The Silent and the Spoken

Jorge Luis Borges’ “On the Cult of Books” analyzes how the idea of the book has changed from being a mere substitute for dialogue to being regarded as sacred thing in of itself (359). As an avid reader and an older sister, I have read many books both silently to myself and out loud to an audience, and the experience of reading a passage of Borges’ article both silently and out loud made me recall many looked over differences between the two actions.

For one, reading silently is much faster, something that St. Augustine also realized in his observances of St. Ambrose’s silent reading that, “[if] his time were used up in that way (reading aloud), he would get through fewer books than he wished” (Borges 360). Silent readers do not have to spend time vocalizing every word they read, or even bother with proper pronunciation of unfamiliar names or words originating from other languages (something I personally struggled with). Reading aloud is also more exhausting, wearing down the voice (Borges 360) and taking more energy to convey the meaning properly beyond what the reader personally can understand.

However, silent reading really is strange because oral language must by necessity come first, and the act of reading silently is like a conscious effort to sever the written word from the spoken word that writing was supposed to be supporting. Without spoken word, the written word would not exist, yet the written word seems to now exist without being spoken.

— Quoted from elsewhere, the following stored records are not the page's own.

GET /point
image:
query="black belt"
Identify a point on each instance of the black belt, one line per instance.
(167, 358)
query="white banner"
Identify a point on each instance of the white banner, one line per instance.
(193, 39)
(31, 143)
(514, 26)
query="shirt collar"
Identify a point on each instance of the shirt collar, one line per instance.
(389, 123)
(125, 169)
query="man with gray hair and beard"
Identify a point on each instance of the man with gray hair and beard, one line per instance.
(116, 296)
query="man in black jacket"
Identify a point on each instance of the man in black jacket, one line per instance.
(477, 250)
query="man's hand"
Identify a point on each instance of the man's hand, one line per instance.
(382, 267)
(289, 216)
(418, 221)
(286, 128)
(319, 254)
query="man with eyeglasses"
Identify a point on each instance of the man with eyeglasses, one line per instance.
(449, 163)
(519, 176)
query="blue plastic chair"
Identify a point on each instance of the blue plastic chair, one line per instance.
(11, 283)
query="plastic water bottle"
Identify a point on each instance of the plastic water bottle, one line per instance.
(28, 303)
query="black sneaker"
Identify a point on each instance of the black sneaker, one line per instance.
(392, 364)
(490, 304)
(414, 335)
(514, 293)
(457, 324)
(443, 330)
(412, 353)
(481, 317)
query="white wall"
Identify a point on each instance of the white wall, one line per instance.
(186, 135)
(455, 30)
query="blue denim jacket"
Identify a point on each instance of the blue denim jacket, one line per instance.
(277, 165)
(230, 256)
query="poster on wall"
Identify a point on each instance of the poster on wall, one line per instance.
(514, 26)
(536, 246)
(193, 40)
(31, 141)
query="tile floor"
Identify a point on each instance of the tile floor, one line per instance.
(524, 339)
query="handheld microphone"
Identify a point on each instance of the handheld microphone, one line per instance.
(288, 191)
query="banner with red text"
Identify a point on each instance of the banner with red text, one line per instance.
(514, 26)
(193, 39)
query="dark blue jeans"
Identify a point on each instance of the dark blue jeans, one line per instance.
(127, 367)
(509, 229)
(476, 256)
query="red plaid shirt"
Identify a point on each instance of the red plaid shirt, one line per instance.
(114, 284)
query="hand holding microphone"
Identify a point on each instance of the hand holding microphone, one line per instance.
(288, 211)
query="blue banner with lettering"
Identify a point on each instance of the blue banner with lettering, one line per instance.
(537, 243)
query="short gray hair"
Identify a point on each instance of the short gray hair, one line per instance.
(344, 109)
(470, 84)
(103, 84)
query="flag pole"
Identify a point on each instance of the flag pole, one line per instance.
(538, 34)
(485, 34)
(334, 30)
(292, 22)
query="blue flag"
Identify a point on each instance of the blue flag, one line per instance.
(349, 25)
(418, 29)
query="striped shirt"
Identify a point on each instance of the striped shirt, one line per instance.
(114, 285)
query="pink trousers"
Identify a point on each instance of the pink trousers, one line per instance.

Almost any well-written book can be read aloud given the right circumstances, and some I would dare say should be read aloud. In her Atlantic article “In Praise of the Lost, Intimate Art of Reading Aloud”, Chloe Angyal explains how reading aloud made her relationship with her boyfriend more intimate []. Within my own family, a family where everyone reads and the walls are covered with books, reading aloud was a kind of bonding experience within the family. When one of us would get too excited about what we were reading, we would dart from room to room so we could read the passage aloud with anyone we could find. Reading aloud really is a way of sharing a love of reading with those you love.

Works Cited

Angyal, Chloe. “In Praise of the Lost, Intimate Art of Reading Aloud.” The Atlantic, October 2012,, Accessed 7 Sept 2021.

Borges, Jorge Luis. “On the Cult of Books.” Selected Non-Fictions. Translated by Eliot Weinberger, Penguin, 2000, 358-363.

3 thoughts on “The Silent and the Spoken”

  1. I really liked your idea that reading aloud can strengthen the relationship between the reader and listener. There’s something special about sharing a good book with another person, especially a person whose company you enjoy. And it also opens a space for discussion– the listener can stop the reader at any point and ask for clarification, or point out an interesting detail, and so instantly begin a conversation.
    After noticing some things that make reading aloud to others a special experience, and some things that make reading silently a special experience, I wonder, what might make reading aloud to oneself special– does it foster a unique relationship to the text in the same way that the other two experiences do?


  2. I really like your connection to stories bringing people together and freaking out about certain parts of books. I know I have definitely done that same sharing with people I know.
    And I definitely related to part of the struggles of trying to read aloud. When I tried it with this book, I paused whenever there was something like a Roman numeral or a name that I did not know, which I had not realized when I read silently to myself.


  3. While you only said it briefly, I appreciate that you brought up how reading aloud is tiring for the voice. Now knowing that most people read orally back then makes me ponder more about how their voice was affected in all of this. Were they more raspy, or are our’s raspy after a while because the tradition was lost over time?